My lawn needed a compost vitamin, and I ordered 20 yards of compost from my county to spread all over its tattered mane. You are probably asking why compost versus waiting to fertilizer?
According to the University of Florida IFAS extension,
“Applying organic matter such as compost to the soil will supply simple and complex sugars, proteins, and amino acids. This will provide a nutrient source for both the turf and the microbial population, will improve nutrient uptake through greater cation exchange capacity, and will reduce leaching. Compost may be added to the soil prior to planting or may be topdressed over existing lawns. If topdressing, it may be necessary to screen out some of the larger material before applying. Apply approximately ½ to 1 inch of material.”

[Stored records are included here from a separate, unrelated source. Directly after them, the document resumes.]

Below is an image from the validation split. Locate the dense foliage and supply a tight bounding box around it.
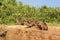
[0,0,60,24]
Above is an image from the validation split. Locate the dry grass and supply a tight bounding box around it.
[0,25,60,40]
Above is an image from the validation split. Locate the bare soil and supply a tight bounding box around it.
[0,25,60,40]
[6,26,60,40]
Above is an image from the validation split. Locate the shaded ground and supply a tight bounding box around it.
[0,26,60,40]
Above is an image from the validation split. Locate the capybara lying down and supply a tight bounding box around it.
[16,18,48,30]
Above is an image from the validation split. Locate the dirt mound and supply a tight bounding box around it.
[6,27,60,40]
[15,18,48,30]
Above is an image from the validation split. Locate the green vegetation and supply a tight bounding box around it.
[0,0,60,24]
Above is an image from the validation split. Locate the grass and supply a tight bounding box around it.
[47,22,60,26]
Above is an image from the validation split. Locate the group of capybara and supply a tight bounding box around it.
[0,18,48,40]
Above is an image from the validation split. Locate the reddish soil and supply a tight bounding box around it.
[5,26,60,40]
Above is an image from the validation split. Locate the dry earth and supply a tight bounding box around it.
[0,26,60,40]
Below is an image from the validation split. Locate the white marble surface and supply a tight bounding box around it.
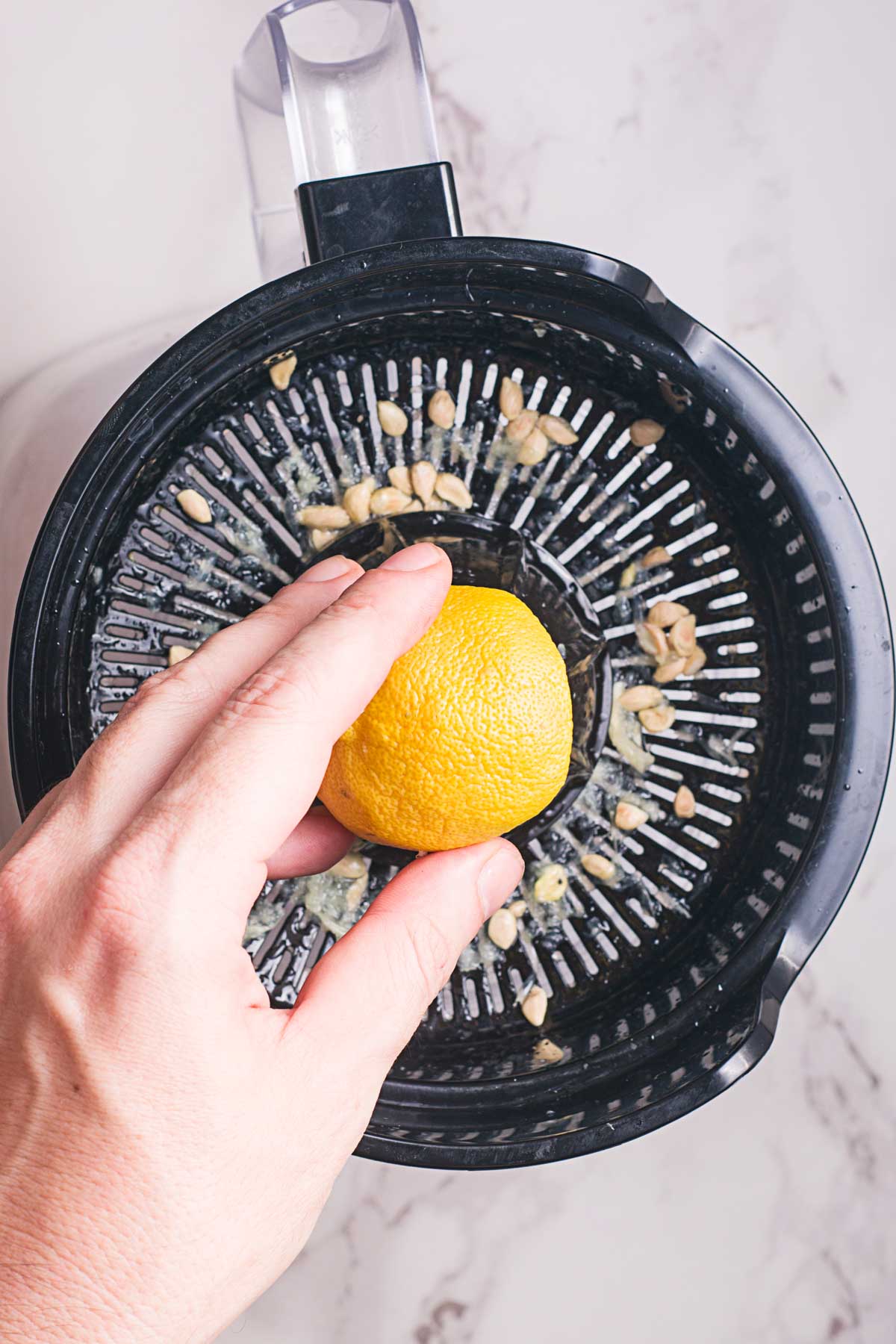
[0,0,896,1344]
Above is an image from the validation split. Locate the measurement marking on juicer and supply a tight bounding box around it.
[243,489,302,559]
[639,821,706,872]
[511,453,561,531]
[222,429,284,511]
[653,742,750,780]
[153,504,237,564]
[536,472,595,546]
[551,411,615,500]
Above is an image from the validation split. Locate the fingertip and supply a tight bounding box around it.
[476,839,525,919]
[380,541,451,574]
[296,555,364,583]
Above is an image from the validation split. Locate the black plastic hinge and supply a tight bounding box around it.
[296,163,462,262]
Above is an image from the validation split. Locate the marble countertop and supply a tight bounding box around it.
[0,0,896,1344]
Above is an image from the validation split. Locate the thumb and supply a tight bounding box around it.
[287,840,524,1086]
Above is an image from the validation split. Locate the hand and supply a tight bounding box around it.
[0,544,523,1344]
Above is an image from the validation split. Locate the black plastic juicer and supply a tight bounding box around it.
[10,0,893,1166]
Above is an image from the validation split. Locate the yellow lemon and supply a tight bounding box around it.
[320,586,572,850]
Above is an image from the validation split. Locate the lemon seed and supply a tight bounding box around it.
[488,910,517,951]
[504,411,538,444]
[619,685,662,714]
[376,402,407,438]
[672,783,697,818]
[427,387,455,429]
[177,491,211,523]
[371,485,411,517]
[647,602,691,630]
[638,703,676,732]
[267,355,298,393]
[629,420,666,447]
[498,378,523,420]
[298,504,352,532]
[653,659,685,685]
[634,621,669,662]
[520,985,548,1027]
[326,853,367,877]
[612,803,647,830]
[411,462,438,504]
[343,476,376,523]
[535,863,570,900]
[669,615,697,659]
[582,853,617,882]
[538,415,579,447]
[435,472,473,508]
[684,645,706,676]
[516,425,548,467]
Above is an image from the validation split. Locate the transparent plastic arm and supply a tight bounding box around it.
[234,0,438,279]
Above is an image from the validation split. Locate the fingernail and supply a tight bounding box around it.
[380,541,445,570]
[298,555,355,583]
[476,843,525,919]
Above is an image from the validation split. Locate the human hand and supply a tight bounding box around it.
[0,544,523,1344]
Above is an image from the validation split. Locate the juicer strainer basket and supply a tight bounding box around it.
[10,2,893,1166]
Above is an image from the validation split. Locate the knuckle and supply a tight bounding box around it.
[365,902,457,1003]
[321,583,378,626]
[222,664,305,723]
[86,818,170,951]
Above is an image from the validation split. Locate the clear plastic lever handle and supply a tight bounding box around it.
[234,0,438,279]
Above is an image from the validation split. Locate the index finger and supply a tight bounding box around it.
[128,543,451,912]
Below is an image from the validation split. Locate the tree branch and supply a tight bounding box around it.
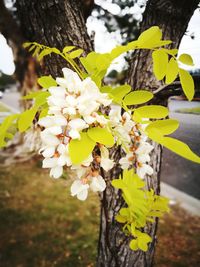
[0,0,25,47]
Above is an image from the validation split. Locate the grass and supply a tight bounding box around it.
[0,103,10,112]
[176,107,200,114]
[0,161,200,267]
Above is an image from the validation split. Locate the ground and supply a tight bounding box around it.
[0,160,200,267]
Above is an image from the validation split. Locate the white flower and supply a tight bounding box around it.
[71,165,88,179]
[137,154,150,163]
[109,105,122,126]
[71,180,89,201]
[50,166,63,179]
[42,158,63,179]
[100,146,114,171]
[81,154,93,167]
[135,142,154,155]
[68,118,88,139]
[136,163,153,179]
[40,129,60,146]
[100,158,114,172]
[48,86,67,99]
[119,153,133,170]
[90,175,106,192]
[39,146,56,158]
[57,144,72,166]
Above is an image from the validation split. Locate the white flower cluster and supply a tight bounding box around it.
[38,68,153,200]
[109,106,153,179]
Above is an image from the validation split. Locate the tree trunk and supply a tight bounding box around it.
[16,0,92,77]
[97,0,199,267]
[9,0,198,267]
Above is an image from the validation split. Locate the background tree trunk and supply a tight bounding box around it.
[3,0,199,267]
[16,0,92,77]
[97,0,199,267]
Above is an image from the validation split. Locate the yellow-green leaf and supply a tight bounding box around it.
[63,45,75,54]
[134,105,169,120]
[87,127,115,147]
[179,69,194,101]
[152,49,168,80]
[37,75,57,88]
[18,107,37,133]
[124,90,153,105]
[69,49,83,58]
[110,84,131,104]
[162,48,178,56]
[69,132,96,164]
[38,48,52,61]
[178,54,194,66]
[165,57,178,84]
[22,91,42,99]
[129,239,138,250]
[35,92,50,107]
[138,233,152,251]
[145,119,179,135]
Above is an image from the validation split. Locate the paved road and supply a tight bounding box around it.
[161,101,200,199]
[1,92,200,199]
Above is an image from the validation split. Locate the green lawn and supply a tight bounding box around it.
[0,161,200,267]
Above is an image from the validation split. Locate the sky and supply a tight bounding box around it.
[0,3,200,75]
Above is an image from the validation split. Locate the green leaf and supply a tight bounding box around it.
[23,42,32,48]
[18,107,37,133]
[165,57,178,84]
[0,114,20,147]
[145,119,179,135]
[178,54,194,66]
[138,231,152,251]
[111,179,124,189]
[100,85,113,94]
[110,84,131,104]
[134,105,169,121]
[152,49,168,80]
[38,75,57,88]
[87,127,115,147]
[115,214,127,223]
[39,107,49,120]
[124,90,153,105]
[22,91,44,100]
[69,49,83,58]
[179,69,195,101]
[69,132,96,164]
[35,92,50,108]
[62,45,75,54]
[129,239,138,250]
[162,48,178,56]
[80,51,98,74]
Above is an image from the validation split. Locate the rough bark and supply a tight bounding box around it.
[16,0,92,77]
[7,0,198,267]
[97,0,199,267]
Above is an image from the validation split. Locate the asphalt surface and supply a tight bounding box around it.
[161,101,200,201]
[0,91,200,199]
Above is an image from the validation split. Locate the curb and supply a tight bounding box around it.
[161,182,200,216]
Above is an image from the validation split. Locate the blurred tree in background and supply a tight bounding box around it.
[0,0,199,267]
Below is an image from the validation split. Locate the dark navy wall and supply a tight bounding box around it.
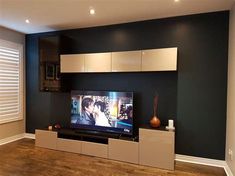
[26,11,229,159]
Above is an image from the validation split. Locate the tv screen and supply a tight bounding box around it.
[71,91,133,135]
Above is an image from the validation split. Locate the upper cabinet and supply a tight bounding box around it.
[60,48,177,73]
[39,36,61,91]
[60,54,85,73]
[142,48,177,71]
[112,51,141,72]
[85,53,111,72]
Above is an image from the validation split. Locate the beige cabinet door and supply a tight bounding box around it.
[85,53,111,72]
[60,54,85,73]
[139,128,175,170]
[112,51,141,72]
[142,48,177,71]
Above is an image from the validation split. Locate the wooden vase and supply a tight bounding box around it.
[150,95,161,128]
[150,116,161,128]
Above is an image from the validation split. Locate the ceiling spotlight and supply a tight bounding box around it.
[90,8,95,15]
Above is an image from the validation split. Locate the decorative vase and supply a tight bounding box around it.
[150,116,161,128]
[150,95,161,128]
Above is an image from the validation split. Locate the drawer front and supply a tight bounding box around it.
[139,128,175,144]
[82,142,108,158]
[57,138,82,153]
[35,130,57,150]
[109,139,139,164]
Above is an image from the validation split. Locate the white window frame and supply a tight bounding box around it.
[0,39,24,124]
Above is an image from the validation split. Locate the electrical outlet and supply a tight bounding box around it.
[228,149,233,161]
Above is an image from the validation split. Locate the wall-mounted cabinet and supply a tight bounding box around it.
[112,51,141,72]
[85,53,111,72]
[60,54,85,73]
[60,48,177,73]
[142,48,177,71]
[39,36,61,91]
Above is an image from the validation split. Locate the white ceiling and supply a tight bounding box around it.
[0,0,235,34]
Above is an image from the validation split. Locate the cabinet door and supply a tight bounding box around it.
[85,53,111,72]
[112,51,141,72]
[109,138,139,164]
[142,48,177,71]
[60,54,85,73]
[57,138,82,153]
[139,129,175,170]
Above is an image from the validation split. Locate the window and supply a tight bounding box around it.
[0,40,23,124]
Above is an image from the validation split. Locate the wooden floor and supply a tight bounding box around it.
[0,139,226,176]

So, you are thinking how am I going to spread this big mound of compost? Well, if you are in my situation, you can do one of two things. I could buy a compost wheel from GreenCulture Composters (see picture to the right) or spread it out with a shovel and rake into your grass. (See Weekend Gardener web magazine’s article, “How to Compost Your Lawn,” for an illustration of using the shovel and rake method.)
We opted to buy a compost wheel to spread the compost. When it arrived I noticed the printed title on the box, which read “Organic compost spreader” as opposed to just “compost spreader.” Is there compost that is not organic so you can’t use this spreader? I just thought this title on the box was funny.
The first time, I tried it with a full wheel of compost, I could barely move it. My husband said I was just weak. Mind you, I am not a big person but that wheel is hard to move until you empty half of it.
Pictured above is my husband effortlessly rolling the wheel over an area of the lawn.
Here is the compost left on the ground.
After we are done, we will give the lawn a good watering and start patching the holes in the lawn with seed.
I will keep you updated on how the lawn looks during the summer!